Reviewed by Max More
‘Someday,’ he said, ‘our minds will make the final transition…from organic entities that evolved to ensure the survival of our physical bodies to electronic entities of pure intellect. The man-machine distinction will break down entirely. There’ll be no further need to satisfy the old animal desires for food, shelter, and sex.’
Charles Platt is a writer for Extropians to watch. Not only does he construct an enjoyable, well-paced adventure, but he infuses his story with several highly Extropian values and visions. That the values are truly his, and not mere storyteller’s tools, is revealed both by the unfolding of the story and by the Acknowledgments and Author’s Note, in which Platt commends the real cryonics organization Alcor, and states his eager anticipation of uploading into superior hardware.
The story revolves around a dedicated team of scientists whose surreptitious LifeScan project, led by aging, arrogant anarchist Leo Gottbaum, aims to scan their own brains and upload them into a vastly more powerful hardware. As they near this goal, the attainment of which is made pressing by Gottbaum’s age and the terminal illness of another team member, FBI agent James Bayley gets involved — far more involved than he could have imagined. The intrepid scientists must resort to desperate measures to save their project and their lives.

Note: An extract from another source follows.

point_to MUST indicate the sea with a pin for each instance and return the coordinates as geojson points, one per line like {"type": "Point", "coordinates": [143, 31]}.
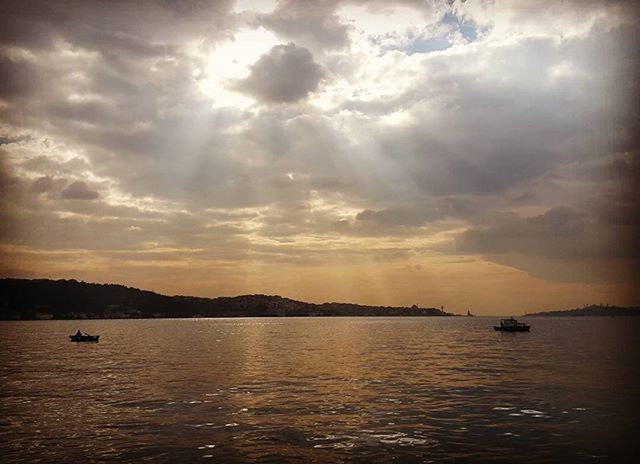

Clearly the ‘heroes’ are the anti-government, transhumanist scientists, and Bayley, an agent of the state whose actions threaten to destroy their vital work, is the ‘villain’. Yet Platt does not take the easy path of presenting Bayley as despicable, stupid, or destructive, neither does he portray the Promethean researchers as necessarily more benevolent or morally superior. On the contrary, Bayley is seen to be a decent person (and thus a misfit at the FBI), while Gottbaum’s brilliance is clouded by his insensitivity and arrogance. Each of the central characters has plausible motivations so that we are able to see the tragic inevitability of their conflict.
The realistic feel of the characterization that draws us into Platt’s world is complemented by the convincing technology portrayed in the story: The uploading process is much as Moravec presents it, with the addition of a cryonic suspension procedure being used to put the brain into stasis for scanning and uploading. In general, apart from the central technologies used for uploading and the later delights of life in VR, Platt chooses not to stuff the story with numerous items of future technology — something that Bruce Sterling and a few other cyberpunk writers excel at — preferring instead to leave the story unburdened and free to charge ahead unhampered.
Any Extropian will be delighted by at least some aspects of the conclusion, though some may feel that too much transitional material is left out. Perhaps a new story could fit within the late pre-Singularity days that we pass over. The Silicon Man may not completely satisfy everyone, but it will thoroughly entertain and invigorate.